Regional One Health is on the precipice of a new movement in how nursing leads better patient care. This nursing culture of success is led by Regional One Health’s people, from the nurses who have worked here for decades to the new team members who will join in the coming months.
Regional One Health will add positions to the current nursing staff, based on an effort to provide a more desirable working culture for our nurses to grow and enhance the patient experience. From new hires all the way up to hospital administration, this nursing culture of success is led by a staff of A-team members, those people who believe providing the highest standard of care to all of our patients is priority No. 1.
“At new employee orientation I always ask how many of them would rather work with a full staff of B-team players or work short-staffed with all A-team players. They always want to work short-staffed with the A-team,” said Chief Nursing Officer Lisa Cox Schafer, RN, MSN, NEA-BC. “Well, we don’t want to work short-staffed. We want to work with a full team of A-team players. That will be transformational for this organization.”
A nursing culture of success starts at the top with an engaged leadership team. Regional One Health’s leadership is in sync with a unified vision of where it wants the hospital and its nursing team to go. The first order of business in this strategy is having the right leaders in place, people who can manage and lead teams.

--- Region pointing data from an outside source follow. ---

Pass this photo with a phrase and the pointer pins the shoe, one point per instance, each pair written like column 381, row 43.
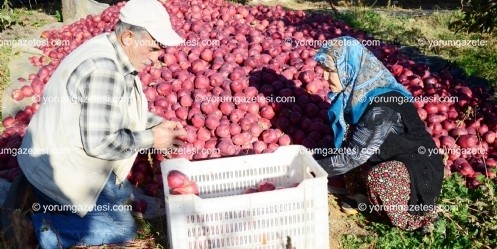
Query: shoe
column 14, row 221
column 18, row 226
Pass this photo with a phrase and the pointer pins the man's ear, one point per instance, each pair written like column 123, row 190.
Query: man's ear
column 126, row 38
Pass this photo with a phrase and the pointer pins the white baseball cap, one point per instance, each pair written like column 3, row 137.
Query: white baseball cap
column 151, row 15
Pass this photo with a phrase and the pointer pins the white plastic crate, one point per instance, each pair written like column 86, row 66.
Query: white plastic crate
column 222, row 217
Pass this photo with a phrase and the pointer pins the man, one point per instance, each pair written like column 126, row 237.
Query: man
column 87, row 134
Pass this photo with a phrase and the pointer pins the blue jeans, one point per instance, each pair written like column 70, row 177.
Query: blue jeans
column 63, row 229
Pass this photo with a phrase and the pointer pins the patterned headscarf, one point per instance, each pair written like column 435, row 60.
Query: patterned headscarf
column 362, row 77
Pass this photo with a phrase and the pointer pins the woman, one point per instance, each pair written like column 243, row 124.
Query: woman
column 381, row 134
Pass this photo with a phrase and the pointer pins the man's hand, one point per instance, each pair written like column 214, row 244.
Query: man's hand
column 166, row 135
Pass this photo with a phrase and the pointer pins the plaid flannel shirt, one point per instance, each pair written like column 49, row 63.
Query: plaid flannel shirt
column 101, row 122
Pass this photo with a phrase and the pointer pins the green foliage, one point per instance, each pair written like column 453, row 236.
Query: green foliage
column 469, row 221
column 478, row 60
column 479, row 16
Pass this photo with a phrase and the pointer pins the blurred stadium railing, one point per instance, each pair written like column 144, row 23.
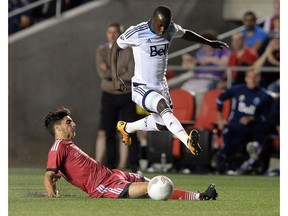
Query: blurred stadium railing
column 182, row 77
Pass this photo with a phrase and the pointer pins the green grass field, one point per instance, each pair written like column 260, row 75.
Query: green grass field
column 238, row 195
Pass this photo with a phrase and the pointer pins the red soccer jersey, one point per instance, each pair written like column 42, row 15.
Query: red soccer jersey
column 76, row 166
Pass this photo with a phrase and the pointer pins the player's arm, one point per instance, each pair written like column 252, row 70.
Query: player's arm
column 192, row 36
column 117, row 81
column 102, row 67
column 50, row 180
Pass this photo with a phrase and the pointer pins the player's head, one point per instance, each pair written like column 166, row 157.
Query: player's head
column 238, row 41
column 249, row 20
column 60, row 124
column 252, row 78
column 113, row 31
column 161, row 20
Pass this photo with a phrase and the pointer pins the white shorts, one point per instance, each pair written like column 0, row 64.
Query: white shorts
column 148, row 98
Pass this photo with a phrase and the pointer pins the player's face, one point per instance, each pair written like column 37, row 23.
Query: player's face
column 67, row 128
column 237, row 42
column 112, row 33
column 252, row 79
column 160, row 24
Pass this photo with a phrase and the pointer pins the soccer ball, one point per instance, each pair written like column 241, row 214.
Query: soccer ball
column 160, row 188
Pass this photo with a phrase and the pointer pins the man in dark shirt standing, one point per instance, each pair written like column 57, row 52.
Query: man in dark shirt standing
column 248, row 118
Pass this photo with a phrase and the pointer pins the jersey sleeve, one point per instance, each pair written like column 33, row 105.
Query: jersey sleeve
column 55, row 157
column 179, row 31
column 129, row 38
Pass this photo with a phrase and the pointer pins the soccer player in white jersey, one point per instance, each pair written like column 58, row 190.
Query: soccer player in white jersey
column 150, row 42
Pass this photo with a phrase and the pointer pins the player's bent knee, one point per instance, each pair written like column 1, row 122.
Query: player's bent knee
column 161, row 127
column 162, row 105
column 138, row 190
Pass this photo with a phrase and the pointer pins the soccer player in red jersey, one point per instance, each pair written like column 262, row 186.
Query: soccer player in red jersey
column 69, row 161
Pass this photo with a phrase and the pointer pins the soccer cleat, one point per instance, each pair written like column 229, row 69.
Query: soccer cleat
column 193, row 142
column 126, row 139
column 210, row 193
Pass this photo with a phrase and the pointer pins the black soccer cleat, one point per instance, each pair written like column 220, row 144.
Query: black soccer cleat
column 210, row 193
column 193, row 142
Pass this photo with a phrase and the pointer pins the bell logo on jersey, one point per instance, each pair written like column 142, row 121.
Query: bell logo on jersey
column 158, row 50
column 250, row 110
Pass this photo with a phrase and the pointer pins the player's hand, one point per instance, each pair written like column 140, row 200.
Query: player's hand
column 219, row 44
column 119, row 84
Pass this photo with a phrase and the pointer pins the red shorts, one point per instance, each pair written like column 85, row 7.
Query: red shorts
column 117, row 185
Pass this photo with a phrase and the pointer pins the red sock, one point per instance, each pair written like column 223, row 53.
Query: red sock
column 185, row 195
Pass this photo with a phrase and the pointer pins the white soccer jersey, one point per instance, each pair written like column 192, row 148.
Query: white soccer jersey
column 150, row 52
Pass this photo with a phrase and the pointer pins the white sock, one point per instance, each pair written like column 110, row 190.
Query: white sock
column 183, row 136
column 146, row 124
column 173, row 125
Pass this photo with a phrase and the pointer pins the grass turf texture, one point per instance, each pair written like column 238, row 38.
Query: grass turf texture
column 238, row 195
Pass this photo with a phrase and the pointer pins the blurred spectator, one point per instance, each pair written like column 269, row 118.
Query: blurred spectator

But those leaders must listen. Administrators and managers can have great ideas, but staff have the solutions. They are the people at the patients’ bedside and Regional One Health’s administration wants to give them a voice, Schafer said. That includes hearing their ideas about how to bring more efficiency to care.
“We want every person in this organization to be successful. We want an A-team who wants to come in and be challenged, people who want to grow and learn and be part of something that’s successful.”
The additional nurses at Regional One Health means improving patient-nurse ratios as well as building an internal float pool so more nurses are available when there is an influx in new patients or sick calls.
Other planned projects that will heighten nursing culture and bring a better patient experience include implementation of one central electronic record over the next year, and additional staff to serve as a type of air traffic controller on their respective patient care units.
“They’ll know if someone is held up for radiology or another consult that’s keeping them in the hospital longer than they need to be,” Schafer said.
Regional One Health wants to minimize the amount of time a patient is in the hospital and better efficiencies in nursing will lead the way. It starts the moment a patient arrives at the front door. Patients brought to the emergency department by ambulance should be offloaded quickly and safely.
Safety also drives much of the Regional One Health culture. That includes finding ways to be proactive rather than reactive to situations.
“It’s about helping everybody to understand what the issues are and what we can do differently to prevent things in the future,” Schafer said. “This is about finding ways to improve our care through everyone’s help.”